The Right Way to Judge Chinese Governance

In a fast-changing world, governance systems must support rapid decision-making under conditions of radical uncertainty, while maintaining accountability. That – not the Western expectation of what a governance system should look like – is the standard by which we should be assessing political developments in China.

HONG KONG – Following China’s “two sessions” – the annual meetings of the national legislature and the top political advisory body – all Western observers, it seems, are discussing the removal of the two-term limit for the president. Xi Jinping, the international media insists, is consolidating power, and may even be laying the groundwork for a Mao Zedong-style personality cult. But this reading is fundamentally flawed.

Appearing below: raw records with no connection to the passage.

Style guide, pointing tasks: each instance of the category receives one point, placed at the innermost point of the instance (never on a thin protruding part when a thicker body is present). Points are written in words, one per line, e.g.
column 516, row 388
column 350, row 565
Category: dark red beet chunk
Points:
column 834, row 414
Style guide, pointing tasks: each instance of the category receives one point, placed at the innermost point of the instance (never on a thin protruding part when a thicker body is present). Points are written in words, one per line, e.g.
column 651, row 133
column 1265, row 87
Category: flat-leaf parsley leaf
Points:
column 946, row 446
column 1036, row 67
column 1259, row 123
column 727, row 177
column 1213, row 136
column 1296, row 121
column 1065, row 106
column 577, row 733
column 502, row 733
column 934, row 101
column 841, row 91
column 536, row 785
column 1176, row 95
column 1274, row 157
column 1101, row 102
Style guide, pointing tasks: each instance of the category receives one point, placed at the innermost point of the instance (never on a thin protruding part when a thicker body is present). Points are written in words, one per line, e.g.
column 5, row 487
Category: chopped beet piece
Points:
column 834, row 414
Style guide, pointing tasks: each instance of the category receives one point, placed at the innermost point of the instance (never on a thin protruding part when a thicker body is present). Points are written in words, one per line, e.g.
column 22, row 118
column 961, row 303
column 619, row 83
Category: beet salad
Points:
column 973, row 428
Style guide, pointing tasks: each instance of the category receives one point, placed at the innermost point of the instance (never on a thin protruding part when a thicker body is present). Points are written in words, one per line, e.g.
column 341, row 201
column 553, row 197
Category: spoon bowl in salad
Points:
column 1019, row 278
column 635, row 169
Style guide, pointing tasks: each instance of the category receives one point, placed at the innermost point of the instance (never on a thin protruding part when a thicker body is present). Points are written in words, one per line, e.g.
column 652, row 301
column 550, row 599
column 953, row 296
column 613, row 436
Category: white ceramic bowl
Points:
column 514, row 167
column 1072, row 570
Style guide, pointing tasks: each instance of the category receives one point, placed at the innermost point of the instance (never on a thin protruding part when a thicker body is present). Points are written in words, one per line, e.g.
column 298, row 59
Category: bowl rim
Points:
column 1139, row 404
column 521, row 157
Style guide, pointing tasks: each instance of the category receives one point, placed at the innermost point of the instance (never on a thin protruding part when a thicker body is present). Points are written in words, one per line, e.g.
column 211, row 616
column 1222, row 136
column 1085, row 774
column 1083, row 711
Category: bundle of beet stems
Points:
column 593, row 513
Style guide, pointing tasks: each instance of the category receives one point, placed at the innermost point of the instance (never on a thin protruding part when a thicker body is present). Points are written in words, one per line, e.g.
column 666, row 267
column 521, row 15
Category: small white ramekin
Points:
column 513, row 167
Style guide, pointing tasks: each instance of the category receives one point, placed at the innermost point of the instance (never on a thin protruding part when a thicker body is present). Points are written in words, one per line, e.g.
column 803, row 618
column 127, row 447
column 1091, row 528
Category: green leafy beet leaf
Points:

The predominant Western view that Xi’s growing authority represents a dangerous trend partly reflects anxiety over growing challenges to democracy in the United States and across Europe. But it makes little sense to view Chinese political developments through a Western lens, especially at a time when the world is shifting from a unipolar to a multipolar system.

Recent changes in China should instead be regarded as part of a broader process, in which competing systems of governance are emerging to cope with complex, globally connected challenges, such as disruptive technologies, geopolitical rivalries, climate change, and demographic shifts. In short, countries are trying to find their governance footing.